Wealth Litigated - EP 101: Bad Brad's Inadvertent Revenge
November 17, 2025 • 29 MIN
What happens when a Ponzi schemer loses $5.2 million of stolen investor money at Hollywood's most exclusive poker games? The winners get sued—and Bad Brad gets his revenge from prison. "Bad Brad," the real-life inspiration for a character in Molly's Game, was the ultimate "big fish" at underground high-stakes poker tables with A-list celebrities, billionaires, and wealthy entrepreneurs. Buy-in: $100,000. His personal bank account: often $0. Every chip he lost? Stolen from his hedge fund investors. When his $25 million Ponzi scheme collapsed in April 2009, Bad Brad went to prison for over 10 years. But the story didn't end there. His bankruptcy trustee filed 15 lawsuits against poker winners—including "Player X"—using a creative legal theory to claw back millions in gambling winnings.
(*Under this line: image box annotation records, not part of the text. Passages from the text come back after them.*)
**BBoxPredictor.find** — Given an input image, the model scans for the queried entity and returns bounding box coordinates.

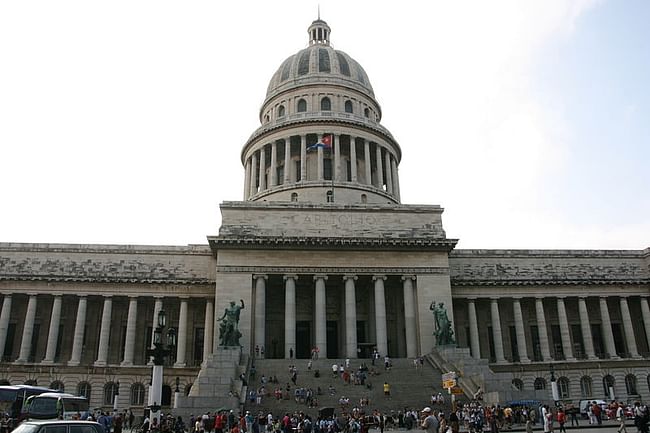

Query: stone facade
[0,15,650,409]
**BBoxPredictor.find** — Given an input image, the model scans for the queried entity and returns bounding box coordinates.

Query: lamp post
[147,310,176,423]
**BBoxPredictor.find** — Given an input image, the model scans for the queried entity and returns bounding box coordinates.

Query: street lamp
[147,310,176,423]
[550,364,560,406]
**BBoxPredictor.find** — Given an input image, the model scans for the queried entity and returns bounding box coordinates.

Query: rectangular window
[192,328,205,365]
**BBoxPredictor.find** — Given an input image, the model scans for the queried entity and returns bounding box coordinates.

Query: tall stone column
[391,158,400,201]
[244,158,251,200]
[16,293,37,363]
[95,296,113,367]
[0,294,11,359]
[120,296,138,367]
[557,296,575,361]
[332,134,341,181]
[578,296,596,359]
[316,146,325,180]
[350,136,358,182]
[467,298,481,359]
[343,275,357,358]
[248,153,257,197]
[259,145,266,192]
[384,149,393,194]
[599,296,618,359]
[402,275,418,358]
[363,139,372,185]
[372,275,388,356]
[636,296,650,358]
[284,275,298,359]
[535,298,553,362]
[620,296,641,358]
[512,298,530,364]
[314,274,327,358]
[375,143,384,189]
[282,137,291,181]
[300,134,307,182]
[42,295,61,364]
[490,298,506,364]
[174,296,189,367]
[203,299,214,362]
[253,275,268,353]
[68,295,88,366]
[269,140,278,187]
[149,297,162,349]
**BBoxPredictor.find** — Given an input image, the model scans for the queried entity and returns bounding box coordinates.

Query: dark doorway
[296,320,311,359]
[327,320,339,359]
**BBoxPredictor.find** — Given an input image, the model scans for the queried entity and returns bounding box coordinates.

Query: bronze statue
[429,301,456,346]
[217,299,244,346]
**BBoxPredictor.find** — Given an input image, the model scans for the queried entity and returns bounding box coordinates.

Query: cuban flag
[307,135,332,150]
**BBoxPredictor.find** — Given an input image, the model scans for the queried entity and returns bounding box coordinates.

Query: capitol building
[0,19,650,410]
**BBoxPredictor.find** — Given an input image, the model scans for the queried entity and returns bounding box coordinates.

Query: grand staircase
[244,359,450,416]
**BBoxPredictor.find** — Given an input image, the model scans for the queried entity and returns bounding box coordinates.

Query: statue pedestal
[174,346,246,417]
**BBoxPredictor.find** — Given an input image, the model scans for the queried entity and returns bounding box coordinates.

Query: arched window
[160,385,172,406]
[131,383,144,406]
[580,376,593,398]
[320,96,332,111]
[603,374,616,400]
[557,376,569,399]
[77,382,90,400]
[533,377,546,391]
[104,382,117,406]
[50,380,65,392]
[625,374,638,395]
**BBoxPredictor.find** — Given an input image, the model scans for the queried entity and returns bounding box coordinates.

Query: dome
[266,19,375,100]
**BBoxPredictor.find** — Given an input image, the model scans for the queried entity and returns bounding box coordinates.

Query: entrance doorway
[296,320,312,359]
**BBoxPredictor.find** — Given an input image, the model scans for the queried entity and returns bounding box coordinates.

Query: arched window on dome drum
[625,374,638,395]
[320,96,332,111]
[580,376,593,398]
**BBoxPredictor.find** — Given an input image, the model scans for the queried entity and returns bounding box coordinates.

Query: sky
[0,0,650,249]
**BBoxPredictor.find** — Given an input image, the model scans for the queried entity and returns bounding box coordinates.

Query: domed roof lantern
[307,11,331,46]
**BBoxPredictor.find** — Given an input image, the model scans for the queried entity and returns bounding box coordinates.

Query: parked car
[12,420,105,433]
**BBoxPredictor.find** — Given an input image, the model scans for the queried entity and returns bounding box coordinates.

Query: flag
[307,135,332,150]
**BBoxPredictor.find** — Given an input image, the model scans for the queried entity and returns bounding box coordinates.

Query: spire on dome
[307,16,331,45]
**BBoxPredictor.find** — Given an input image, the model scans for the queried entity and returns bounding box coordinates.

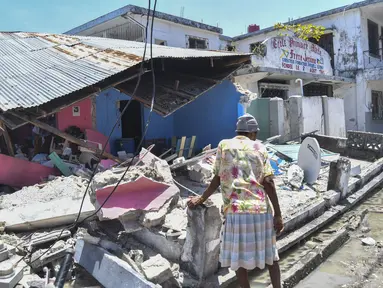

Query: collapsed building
[0,33,383,288]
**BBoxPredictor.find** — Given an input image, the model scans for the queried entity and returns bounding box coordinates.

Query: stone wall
[248,96,346,143]
[347,131,383,161]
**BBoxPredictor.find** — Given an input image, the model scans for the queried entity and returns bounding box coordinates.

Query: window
[226,44,236,52]
[371,91,383,120]
[258,79,289,100]
[186,35,209,49]
[249,41,266,57]
[367,20,380,58]
[303,83,333,97]
[309,33,334,68]
[154,39,168,46]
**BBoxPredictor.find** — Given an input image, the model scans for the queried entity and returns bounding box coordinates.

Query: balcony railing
[363,48,383,69]
[90,19,145,42]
Discover: Why winning at poker doesn't mean you get to keep the money The fraudulent transfer legal strategy that shocked Hollywood winners How illegal gambling determinations contradicted Molly's Game's narrative Bad Brad's connection to Bernie Madoff's collapse One poker player's quote: "It's like he turned the tables on us with no skill, just sheer stupidity" Critical for wealth advisors: Learn the red flags of gambling-related financial disasters and why "innocent" recipients of stolen funds face clawback risks. Hosted by: Prof. Kelly Lise Murray, JD Wealth Litigated: All the drama of true crime, none of the blood—just courtroom battles that impact your clients' wealth.